The rise in water levels was much less than expected. Finally, only a few people found themselves a little dehydrated after being stranded for several hours in traffic jams in Tahiti. It was indeed forbidden to travel on the East Coast, which caused traffic jams in the North-East of Tahiti.

A magnitude 8.1 earthquake struck near the Kermadec, uninhabited Pacific islands belonging to New Zealand. The earthquake, which struck at 8:28 a.m. local time (7:28 p.m. GMT Thursday), was preceded by tremors of 7.4 and 6.9 in the same region.

The Pacific Tsunami Warning Center (PTWC), located in Hawaii, has warned that waves up to three meters high can hit Vanuatu and New Caledonia.

Alert until Peru

This organization added that smaller waves were as likely to hit countries as far from the epicenter of the earthquake as Japan, Russia and Mexico, as well as the shores of South America.

Peru issued a tsunami warning Thursday evening on its 3,000 km long coast, but without an evacuation order for the time being. ” The arrival […] waves is expected at dawn on March 5 ”, the National Emergency Operations Center (Coen) said on Twitter.

In Chile, it is l‘”Yellow alert for coastal municipalities” and “The state of precaution which requires, preventively, to abandon the beach areas in the face of a small tsunami with waves of up to one meter”, according to the National Emergency Office (Onemi).
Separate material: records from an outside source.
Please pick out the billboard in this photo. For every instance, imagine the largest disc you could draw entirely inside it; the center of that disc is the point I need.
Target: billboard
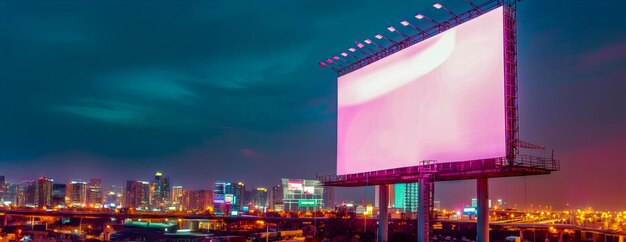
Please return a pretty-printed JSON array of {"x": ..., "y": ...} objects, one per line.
[
  {"x": 295, "y": 186},
  {"x": 309, "y": 190},
  {"x": 307, "y": 203},
  {"x": 441, "y": 99}
]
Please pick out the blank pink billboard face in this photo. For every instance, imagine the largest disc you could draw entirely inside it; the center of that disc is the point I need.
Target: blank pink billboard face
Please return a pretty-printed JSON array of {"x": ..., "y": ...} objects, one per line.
[{"x": 441, "y": 99}]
New Zealand emergency services initially ordered the evacuation of coastal areas over long stretches of northern New Zealand (the North Island). A few hours later, shortly after 00:00 GMT on Friday, the National Emergency Management Agency however withdrew its alert, assuring that “ the biggest waves have now passed ”.

This South Pacific country, used to seismic and volcanic activity, has just marked the 10th anniversary of the 6.3 magnitude Christchurch earthquake, in which 185 people died.